CPIs are associated with adverse ocular events in 1% of patients and believed to be inflammatory in etiology. We describe a case of progressive fundus depigmentation and choroidal thinning (leptochoroid) over 26 months of checkpoint inhibition, and in the absence of overt intraocular inflammation. The stability in retinal thickness and absence of abnormalities in the RPE suggests an association between the fundus depigmentation and choroidal thinning.

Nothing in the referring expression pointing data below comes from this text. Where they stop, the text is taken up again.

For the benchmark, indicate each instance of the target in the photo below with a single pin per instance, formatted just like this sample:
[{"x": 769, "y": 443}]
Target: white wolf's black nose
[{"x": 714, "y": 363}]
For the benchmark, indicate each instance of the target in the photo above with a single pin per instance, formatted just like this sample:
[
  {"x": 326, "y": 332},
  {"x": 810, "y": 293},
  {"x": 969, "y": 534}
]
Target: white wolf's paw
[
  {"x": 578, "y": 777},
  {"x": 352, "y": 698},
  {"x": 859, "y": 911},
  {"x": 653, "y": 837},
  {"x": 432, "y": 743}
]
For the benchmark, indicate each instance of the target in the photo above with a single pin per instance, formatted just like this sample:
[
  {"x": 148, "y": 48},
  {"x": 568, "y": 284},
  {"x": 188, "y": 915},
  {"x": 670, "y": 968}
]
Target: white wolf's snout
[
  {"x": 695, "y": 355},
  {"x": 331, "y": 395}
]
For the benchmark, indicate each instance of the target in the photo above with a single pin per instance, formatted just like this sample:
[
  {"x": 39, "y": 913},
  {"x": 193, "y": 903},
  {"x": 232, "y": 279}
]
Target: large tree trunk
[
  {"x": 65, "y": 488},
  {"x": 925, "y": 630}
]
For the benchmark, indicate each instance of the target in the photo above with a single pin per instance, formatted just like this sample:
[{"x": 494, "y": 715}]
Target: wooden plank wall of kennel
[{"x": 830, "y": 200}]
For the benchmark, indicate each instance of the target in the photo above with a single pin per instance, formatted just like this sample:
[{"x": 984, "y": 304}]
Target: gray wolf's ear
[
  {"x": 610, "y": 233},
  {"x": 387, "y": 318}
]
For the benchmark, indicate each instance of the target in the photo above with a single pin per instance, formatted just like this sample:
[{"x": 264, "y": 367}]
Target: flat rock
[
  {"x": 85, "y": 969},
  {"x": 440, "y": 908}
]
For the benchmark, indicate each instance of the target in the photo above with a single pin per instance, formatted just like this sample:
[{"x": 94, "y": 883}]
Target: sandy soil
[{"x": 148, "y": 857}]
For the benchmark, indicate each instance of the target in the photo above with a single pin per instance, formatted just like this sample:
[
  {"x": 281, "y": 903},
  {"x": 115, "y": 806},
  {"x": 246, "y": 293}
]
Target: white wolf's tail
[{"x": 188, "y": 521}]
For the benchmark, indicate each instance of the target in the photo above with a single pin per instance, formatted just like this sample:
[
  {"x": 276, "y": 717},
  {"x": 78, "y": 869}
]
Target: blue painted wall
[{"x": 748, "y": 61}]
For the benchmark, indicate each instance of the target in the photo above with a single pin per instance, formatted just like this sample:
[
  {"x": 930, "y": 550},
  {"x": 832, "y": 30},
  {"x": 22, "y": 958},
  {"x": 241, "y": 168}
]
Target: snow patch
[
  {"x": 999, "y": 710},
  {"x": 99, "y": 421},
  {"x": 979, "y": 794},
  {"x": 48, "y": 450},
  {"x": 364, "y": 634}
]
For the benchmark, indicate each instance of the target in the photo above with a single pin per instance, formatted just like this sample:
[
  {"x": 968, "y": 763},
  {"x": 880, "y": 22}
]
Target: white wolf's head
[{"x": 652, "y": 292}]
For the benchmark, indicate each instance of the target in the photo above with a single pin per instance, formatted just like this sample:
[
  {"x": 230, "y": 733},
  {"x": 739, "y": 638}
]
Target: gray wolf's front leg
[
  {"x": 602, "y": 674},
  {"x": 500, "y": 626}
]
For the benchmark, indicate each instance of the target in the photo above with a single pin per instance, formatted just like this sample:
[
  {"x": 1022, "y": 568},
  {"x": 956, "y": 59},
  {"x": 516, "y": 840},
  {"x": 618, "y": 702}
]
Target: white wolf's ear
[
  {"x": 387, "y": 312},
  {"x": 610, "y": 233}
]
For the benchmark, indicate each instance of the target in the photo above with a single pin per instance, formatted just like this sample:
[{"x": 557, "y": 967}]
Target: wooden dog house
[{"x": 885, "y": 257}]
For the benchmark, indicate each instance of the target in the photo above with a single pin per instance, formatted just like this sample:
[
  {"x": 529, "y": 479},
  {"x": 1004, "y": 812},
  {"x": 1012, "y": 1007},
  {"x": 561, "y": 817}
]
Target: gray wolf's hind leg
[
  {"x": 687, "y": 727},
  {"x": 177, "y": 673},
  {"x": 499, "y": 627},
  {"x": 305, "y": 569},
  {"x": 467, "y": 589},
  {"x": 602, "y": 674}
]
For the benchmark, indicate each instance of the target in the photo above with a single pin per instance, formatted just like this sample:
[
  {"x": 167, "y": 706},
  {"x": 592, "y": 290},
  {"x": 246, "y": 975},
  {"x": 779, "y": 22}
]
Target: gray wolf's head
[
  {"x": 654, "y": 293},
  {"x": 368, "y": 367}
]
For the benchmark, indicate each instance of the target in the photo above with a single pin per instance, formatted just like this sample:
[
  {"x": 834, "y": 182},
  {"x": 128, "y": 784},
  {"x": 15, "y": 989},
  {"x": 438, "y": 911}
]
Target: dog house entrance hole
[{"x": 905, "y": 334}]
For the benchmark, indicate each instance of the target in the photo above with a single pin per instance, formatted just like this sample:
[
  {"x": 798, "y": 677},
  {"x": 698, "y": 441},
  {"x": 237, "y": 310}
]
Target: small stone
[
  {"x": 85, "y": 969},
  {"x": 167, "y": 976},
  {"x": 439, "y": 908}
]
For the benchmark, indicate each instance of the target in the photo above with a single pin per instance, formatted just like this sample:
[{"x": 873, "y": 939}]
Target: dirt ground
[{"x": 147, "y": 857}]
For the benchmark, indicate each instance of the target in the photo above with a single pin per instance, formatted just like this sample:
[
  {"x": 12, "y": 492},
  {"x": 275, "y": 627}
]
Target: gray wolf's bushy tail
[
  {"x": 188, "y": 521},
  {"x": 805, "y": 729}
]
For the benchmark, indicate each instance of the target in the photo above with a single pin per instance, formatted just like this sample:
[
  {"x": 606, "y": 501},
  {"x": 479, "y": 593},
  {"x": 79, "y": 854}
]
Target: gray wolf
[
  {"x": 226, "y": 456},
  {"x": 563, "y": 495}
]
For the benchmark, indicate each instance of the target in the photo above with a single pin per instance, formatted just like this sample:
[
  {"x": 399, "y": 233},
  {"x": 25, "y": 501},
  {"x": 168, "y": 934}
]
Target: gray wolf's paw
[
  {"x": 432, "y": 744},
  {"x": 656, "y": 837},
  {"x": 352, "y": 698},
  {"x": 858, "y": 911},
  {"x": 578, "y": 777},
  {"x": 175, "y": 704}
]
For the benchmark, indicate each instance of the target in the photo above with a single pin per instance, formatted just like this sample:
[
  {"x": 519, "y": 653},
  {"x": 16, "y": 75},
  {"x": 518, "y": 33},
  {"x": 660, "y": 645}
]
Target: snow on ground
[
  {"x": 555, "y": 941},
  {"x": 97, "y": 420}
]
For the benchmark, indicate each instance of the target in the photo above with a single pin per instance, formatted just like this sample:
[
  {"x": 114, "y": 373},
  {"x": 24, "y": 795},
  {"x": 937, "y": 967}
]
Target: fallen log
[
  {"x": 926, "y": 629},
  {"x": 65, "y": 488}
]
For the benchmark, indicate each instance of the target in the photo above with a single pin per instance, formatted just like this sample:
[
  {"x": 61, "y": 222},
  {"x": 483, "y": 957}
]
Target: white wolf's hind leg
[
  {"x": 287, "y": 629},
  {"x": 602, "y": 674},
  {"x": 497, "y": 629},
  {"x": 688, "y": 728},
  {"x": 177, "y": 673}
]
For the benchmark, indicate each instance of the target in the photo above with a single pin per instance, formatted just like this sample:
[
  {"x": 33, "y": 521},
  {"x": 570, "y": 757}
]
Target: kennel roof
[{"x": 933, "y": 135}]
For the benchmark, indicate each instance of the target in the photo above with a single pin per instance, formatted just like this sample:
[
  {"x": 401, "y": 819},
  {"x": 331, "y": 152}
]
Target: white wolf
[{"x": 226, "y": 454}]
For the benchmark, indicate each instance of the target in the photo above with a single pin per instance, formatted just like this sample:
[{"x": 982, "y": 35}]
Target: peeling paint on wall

Many conditions are now recognized to be associated with choroidal thinning. These include: macular degeneration, diurnal (evening) measurements, glaucoma, retinal angiomatous proliferation, retinoblastoma after intra-arterial chemotherapy, Best's vitelliform stage 5, idiopathic subfoveal neovascularization, hypertension, nicotine, migraine, retinitis pigmentosa, increasing age and increasing axial length.⁴ Our patient did not fit any of the criteria aforementioned, except perhaps increasing age. However, age related thinning does not develop over this short a time span. Previous studies of normal patients found that central choroidal thickness typically changes about 1.1–3.14 microns per year.⁵ Our patient had an average change in choroidal thickness of 177 microns in both eyes over the span of 26 months highlighting that this degree of change in choroidal thickness is not related to aging.

One case of choroidal depigmentation has been reported with checkpoint inhibition, but in the context of Vogt-Harada-Koyanagi (VKH)-like disease (aka the “sunset glow” fundus) and with the associated inflammatory findings,⁶ not found in our patient. The case previously described reports fundus findings at a single time point and made no comment on the condition of the choroid, nor its thickness. It is interesting to note that other cases of CPI-associated VKH-like findings did not report fundus depigmentation, and the choroid was reportedly thickened (or normal) as would be expected with choroiditis.7, 8, 9 Clearly, our case of progressive fundus depigmentation and leptochoroid in the absence of past or present inflammation is distinct from these previously published cases.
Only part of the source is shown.